Remote data entry: 17-10-94:00:21:12 – Origin: Earth 50.825024, -0.383835.

There’s a crater in the ceiling and blood on the floor. It forms a crimson ring around the leg sheaths and pelvic girdle assembly that used to contain Chris. As for Chris, well, that’s anybody’s guess. But, given the wisps of smoke rising from the bowl of the assembly, I don’t think he enjoyed his last moments as an agent of our overlords.

I don’t know what happened to him out there, but he came in with their first wave as an ‘ambassador for peaceful integration’. The Chris I knew was gone, replaced by the half-man, half machine that presumed I’d accept the him/it without a fuss.

Chris and I had had an intensely physical relationship. This new Chris couldn’t partake but revealed voyeuristic needs that I wasn’t up for. Chris took to working extended hours in the spaceport ring. Where knocking shops and streetwalkers were plentiful. He didn’t realise that after whatever strange release he needed, his pupils would glow for a few hours.

The newsfeeds were heavily censored, but our overlords were ignorant of the depths of the ‘net. News got out. The overlords were heavy handed, relying on total eradication of witnesses or ‘terrorist bombings’ when dealing with any opposition.

The day I saw Chris on a video feed, choking the life out of a protester who could have been me, I became a resistance member. Not that there were clandestine meetings or anything like that. I just took what I did best – chemistry and biology – and applied it to the problem of the ambassadors.

Our overlords still hadn’t arrived – some reports said they were desperately fighting off our forces out the back of beyond and had sent the ambassadors as part of an attempt to relieve the pressure on them.
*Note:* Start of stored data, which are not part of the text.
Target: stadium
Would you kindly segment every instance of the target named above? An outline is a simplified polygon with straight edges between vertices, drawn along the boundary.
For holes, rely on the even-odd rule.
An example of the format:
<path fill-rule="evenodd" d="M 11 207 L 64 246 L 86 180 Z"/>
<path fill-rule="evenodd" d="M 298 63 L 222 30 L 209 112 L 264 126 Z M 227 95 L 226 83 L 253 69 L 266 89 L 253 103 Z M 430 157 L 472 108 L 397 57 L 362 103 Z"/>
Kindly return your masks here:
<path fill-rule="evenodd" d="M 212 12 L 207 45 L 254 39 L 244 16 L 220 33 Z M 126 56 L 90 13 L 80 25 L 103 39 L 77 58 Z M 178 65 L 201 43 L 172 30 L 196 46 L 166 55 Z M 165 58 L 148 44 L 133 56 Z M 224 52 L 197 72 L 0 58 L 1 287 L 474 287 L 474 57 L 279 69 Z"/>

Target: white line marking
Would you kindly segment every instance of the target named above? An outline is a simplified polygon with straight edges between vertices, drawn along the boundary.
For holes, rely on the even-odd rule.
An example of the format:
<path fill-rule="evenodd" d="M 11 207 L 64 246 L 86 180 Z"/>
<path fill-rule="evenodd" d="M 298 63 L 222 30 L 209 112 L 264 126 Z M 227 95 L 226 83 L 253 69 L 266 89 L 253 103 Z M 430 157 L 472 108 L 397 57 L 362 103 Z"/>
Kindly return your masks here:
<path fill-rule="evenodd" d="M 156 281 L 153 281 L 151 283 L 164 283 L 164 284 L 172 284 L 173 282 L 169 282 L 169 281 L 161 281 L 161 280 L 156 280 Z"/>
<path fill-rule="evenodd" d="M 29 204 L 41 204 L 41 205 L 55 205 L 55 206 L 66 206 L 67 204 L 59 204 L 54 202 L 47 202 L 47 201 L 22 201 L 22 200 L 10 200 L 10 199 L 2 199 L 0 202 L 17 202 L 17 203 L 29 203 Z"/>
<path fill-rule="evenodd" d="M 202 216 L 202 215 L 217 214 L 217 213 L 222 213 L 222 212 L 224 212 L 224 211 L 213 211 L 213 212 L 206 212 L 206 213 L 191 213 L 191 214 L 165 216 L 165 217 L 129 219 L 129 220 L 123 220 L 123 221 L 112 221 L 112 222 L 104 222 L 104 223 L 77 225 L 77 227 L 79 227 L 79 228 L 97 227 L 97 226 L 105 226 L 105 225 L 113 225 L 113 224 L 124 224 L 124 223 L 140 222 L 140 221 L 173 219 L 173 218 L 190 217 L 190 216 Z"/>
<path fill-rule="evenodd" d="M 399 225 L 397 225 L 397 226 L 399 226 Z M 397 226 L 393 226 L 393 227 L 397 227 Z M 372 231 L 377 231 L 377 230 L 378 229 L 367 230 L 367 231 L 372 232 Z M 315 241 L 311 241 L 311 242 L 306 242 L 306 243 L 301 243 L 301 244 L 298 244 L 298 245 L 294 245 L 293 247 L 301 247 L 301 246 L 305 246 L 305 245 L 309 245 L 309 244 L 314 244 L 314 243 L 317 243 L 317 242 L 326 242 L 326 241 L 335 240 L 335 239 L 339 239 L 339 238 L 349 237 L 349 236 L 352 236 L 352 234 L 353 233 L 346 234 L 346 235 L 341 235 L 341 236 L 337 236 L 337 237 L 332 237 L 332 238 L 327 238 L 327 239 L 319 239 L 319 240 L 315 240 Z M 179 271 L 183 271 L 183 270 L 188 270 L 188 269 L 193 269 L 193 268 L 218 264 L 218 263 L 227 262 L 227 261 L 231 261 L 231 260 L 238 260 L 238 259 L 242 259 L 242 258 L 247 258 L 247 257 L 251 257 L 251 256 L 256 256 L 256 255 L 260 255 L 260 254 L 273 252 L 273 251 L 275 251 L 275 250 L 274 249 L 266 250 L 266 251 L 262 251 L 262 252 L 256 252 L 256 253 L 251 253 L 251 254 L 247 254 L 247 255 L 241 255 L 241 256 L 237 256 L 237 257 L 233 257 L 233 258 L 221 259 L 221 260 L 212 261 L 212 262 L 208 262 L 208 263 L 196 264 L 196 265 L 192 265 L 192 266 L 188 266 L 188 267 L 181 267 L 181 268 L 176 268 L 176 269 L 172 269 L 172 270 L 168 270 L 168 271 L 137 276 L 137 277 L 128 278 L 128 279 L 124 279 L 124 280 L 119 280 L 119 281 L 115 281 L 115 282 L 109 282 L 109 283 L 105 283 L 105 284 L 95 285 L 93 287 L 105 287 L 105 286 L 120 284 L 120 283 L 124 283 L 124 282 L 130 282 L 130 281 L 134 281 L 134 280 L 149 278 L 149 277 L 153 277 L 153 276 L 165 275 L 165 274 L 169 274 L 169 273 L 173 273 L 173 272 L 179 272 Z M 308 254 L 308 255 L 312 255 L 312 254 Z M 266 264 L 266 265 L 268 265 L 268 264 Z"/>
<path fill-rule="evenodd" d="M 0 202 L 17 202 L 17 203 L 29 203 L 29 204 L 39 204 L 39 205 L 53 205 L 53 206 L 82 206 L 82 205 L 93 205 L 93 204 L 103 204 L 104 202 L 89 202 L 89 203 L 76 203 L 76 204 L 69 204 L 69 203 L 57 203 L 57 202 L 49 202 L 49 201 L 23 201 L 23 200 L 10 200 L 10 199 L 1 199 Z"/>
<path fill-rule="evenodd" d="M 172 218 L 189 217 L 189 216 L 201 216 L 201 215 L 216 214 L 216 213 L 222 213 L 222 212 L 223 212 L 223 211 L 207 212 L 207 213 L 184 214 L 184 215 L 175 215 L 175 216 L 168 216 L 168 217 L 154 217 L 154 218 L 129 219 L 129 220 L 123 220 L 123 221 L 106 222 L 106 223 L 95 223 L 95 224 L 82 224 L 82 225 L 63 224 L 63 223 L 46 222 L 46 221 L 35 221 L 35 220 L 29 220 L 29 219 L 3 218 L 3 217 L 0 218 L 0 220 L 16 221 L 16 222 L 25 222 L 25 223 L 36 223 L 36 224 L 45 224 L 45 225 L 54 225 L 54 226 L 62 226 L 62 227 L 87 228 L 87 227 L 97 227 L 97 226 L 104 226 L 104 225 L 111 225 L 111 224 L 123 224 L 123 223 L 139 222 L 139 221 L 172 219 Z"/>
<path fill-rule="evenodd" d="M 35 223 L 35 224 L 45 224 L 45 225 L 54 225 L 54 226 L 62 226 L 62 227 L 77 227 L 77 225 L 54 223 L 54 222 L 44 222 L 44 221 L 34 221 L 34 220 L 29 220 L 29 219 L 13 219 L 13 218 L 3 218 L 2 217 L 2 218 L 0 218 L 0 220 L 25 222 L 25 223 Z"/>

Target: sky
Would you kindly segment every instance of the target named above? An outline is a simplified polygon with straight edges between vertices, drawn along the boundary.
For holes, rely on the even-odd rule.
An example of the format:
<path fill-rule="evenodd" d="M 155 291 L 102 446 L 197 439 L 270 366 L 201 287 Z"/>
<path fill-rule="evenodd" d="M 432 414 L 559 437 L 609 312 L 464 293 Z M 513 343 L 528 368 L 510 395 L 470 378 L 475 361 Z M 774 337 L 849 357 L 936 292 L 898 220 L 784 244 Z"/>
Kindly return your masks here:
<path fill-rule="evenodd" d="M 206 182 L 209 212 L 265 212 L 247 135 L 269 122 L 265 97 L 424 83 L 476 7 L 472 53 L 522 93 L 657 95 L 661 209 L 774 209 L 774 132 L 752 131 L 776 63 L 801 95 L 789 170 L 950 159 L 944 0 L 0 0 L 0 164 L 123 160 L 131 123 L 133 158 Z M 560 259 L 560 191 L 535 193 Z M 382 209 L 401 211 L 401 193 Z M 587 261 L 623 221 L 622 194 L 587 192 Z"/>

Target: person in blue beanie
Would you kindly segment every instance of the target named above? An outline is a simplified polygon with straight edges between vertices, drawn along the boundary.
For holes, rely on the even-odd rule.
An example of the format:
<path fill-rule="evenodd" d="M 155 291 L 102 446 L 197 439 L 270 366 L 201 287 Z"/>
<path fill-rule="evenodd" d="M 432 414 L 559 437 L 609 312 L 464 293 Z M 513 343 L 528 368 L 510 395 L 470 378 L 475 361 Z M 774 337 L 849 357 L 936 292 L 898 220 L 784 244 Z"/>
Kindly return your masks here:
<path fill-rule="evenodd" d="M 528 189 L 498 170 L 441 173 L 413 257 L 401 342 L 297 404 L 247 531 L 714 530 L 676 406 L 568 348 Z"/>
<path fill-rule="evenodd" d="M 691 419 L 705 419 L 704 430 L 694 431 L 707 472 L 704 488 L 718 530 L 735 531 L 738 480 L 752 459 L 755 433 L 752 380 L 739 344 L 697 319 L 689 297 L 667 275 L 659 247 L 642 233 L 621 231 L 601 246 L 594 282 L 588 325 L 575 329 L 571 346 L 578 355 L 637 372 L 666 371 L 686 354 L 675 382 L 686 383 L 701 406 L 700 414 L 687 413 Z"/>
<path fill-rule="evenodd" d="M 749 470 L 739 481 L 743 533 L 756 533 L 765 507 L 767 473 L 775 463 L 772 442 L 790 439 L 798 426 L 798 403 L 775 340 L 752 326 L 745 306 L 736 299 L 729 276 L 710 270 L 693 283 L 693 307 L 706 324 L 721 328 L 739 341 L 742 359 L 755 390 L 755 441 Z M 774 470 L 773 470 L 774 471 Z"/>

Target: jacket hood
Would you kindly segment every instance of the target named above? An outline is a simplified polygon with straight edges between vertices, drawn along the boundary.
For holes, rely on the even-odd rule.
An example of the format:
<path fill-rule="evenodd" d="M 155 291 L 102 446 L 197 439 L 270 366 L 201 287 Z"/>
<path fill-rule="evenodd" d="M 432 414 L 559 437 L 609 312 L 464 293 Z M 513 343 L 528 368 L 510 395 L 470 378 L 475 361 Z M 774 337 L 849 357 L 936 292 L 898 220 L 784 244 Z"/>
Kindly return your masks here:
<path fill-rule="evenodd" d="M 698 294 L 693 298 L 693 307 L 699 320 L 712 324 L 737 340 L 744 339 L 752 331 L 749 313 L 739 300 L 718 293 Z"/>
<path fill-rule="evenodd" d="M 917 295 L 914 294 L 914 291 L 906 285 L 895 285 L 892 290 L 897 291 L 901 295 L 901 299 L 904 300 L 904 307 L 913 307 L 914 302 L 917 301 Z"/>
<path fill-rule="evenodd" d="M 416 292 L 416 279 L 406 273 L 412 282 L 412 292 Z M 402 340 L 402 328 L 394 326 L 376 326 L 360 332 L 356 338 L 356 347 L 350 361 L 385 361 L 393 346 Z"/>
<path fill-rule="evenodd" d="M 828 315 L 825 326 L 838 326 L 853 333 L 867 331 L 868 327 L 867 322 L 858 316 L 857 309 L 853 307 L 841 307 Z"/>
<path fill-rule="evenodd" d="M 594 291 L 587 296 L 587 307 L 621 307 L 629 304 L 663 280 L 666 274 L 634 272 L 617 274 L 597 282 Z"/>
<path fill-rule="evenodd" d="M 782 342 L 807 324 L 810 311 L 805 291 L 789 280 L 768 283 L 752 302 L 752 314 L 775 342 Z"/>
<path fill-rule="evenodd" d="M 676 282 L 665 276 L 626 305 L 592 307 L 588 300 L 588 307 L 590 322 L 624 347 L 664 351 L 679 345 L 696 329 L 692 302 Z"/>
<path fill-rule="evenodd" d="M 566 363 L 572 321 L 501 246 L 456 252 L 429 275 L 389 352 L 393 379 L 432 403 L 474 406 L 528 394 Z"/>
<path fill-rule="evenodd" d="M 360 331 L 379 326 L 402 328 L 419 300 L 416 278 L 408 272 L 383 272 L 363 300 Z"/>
So, we had to quickly deal with these things ourselves.

I spent a couple of weeks collating whatever dietary and environmental information I could, then started experimenting on my resident guinea pig. Three weeks later, I have a smoking pelvis in my kitchen. The clue was Chris’ sudden aversion to salt and vinegar crisps, something he had formerly loved: he’d been a bag a day devotee and hated being posted to countries where crisps were called ‘chips’ – he said they couldn’t get the flavour right.

Sodium acetate is the primary ingredient in the flavour of salt and vinegar crisps. It had been easy to obtain, but supplies had dwindled. I suspected I knew why, and my third test – with baking soda in the sugar and a 100-grain vinegar base for the salad dressing – blew Ambassador Chris apart. I wish I knew the exact reasons, but the disintegration of the torso has removed any autopsy options.

Fight on, folks. Earth has got the measure of this infestation now. We’ll be clean and clear by the time you return victorious.